Here’s one way to confirm the symbol on the right is still an XOR gate. Pull the bubbles away from the symbol and make them separate inverters. Try various combinations of inputs and check that the logic still matches the XOR truth table. Here’s a truth table representing the symbol with inverted inputs, If you invert one of the inputs, the effect on the truth table is to flip the corresponding input column top to bottom. Look at the truth table to confirm that. If you invert both inputs this makes the rows come out in reverse order. Notice how the symmetry of the XOR function means the output doesn’t change when the row order is reversed. This truth table is another way to confirm the symbol on the right is an XOR.

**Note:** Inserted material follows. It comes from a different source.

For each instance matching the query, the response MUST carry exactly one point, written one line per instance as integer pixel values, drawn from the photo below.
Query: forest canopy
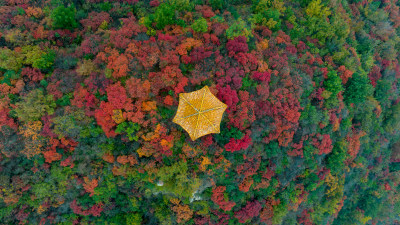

There are lots of other ways to describe XOR,

• The output is 1 when an odd number of inputs are 1.
• The output is 1 when an odd number of inputs are 0.
• The output is 1 when the inputs are not equal. A $=\not$ B
• The output is 0 when the inputs are equal. A $=$ B
• The XOR computes even parity on the two input bits.
• If you regard the inputs as decimal numbers then XOR computes the modulo 2 sum of the inputs, (A $+$ B) mod 2, where the $+$ sign represents addition, not logical OR.

## DeMorgan XNOR

If you invert the output of an XOR you get an XNOR. The usual symbol: The output is 0 when A OR B, but not both, are 1.
Alternate symbol: The output is 0 when A OR B, but not both, are 0. You get an XNOR symbol by adding an output bubble to the XOR symbols from above.

## DeMorgan more bubbles

Lets look at an XOR gate and see what happens if you invert one of its inputs, What kind of gate is this? Write out a truth table for this XOR with one inverted input.

When you invert an XOR input (B) the resulting truth table is, Look at the output column. What gate is this? It is the same as an XNOR gate. This is an XNOR! We just invented another symbol for XNOR.

Extra effort: Write out another truth table with A inverted instead of B, just to make sure it doesn’t depend on which input is inverted.

Now start with an XNOR gate and invert one of its inputs, What kind of gate is this? Write the truth table for this XNOR with one inverted input.

When you invert an XNOR input (B) the resulting truth table is, Look at the output column. What gate is this? It is the same as an XOR gate. This is an XOR! This is another symbol for XOR.

We now have a big collection of alternate symbols for XOR and XNOR. How can you keep this all straight? How do you tell which is which?

Figure out a pattern. How can you tell XOR apart from XNOR? The top row is XOR symbols. The bottom row is XNOR symbols.

Count the total number of bubbles The bubbles can be input or output.

An even number of bubbles (0 or 2) is an XOR function.

An odd number of bubbles (1 or 3) is an XNOR function.

Each time you add or take away a bubble the gate changes identity, from XOR to XNOR, or the other way. When you add or take away a bubble you are changing the underlying circuit of the gate.

## Summary

The basic gates, NOT, AND, OR, XOR (and XOR) have alternate DeMorgan-style symbols. Use these just like the DeMorgan symbols for NAND and NOR—to match up bubbles and make logic diagrams reflect your design intent.

Commercial data sheets for logic gates show the conventional symbol. The alternate symbols never appear, but you know they exist, so go ahead and use them if you want.

Not every logic designer who looks at your work will be completely familiar with the DeMorgan symbols we developed here. Be alert for this and be flexible in working with your collaborators. Perhaps add extra annotation next to your gates (like part numbers or “this is an OR gate”) to avoid confusion. Your goal is an error-free design, so balance clever symbol usage with effective teamwork.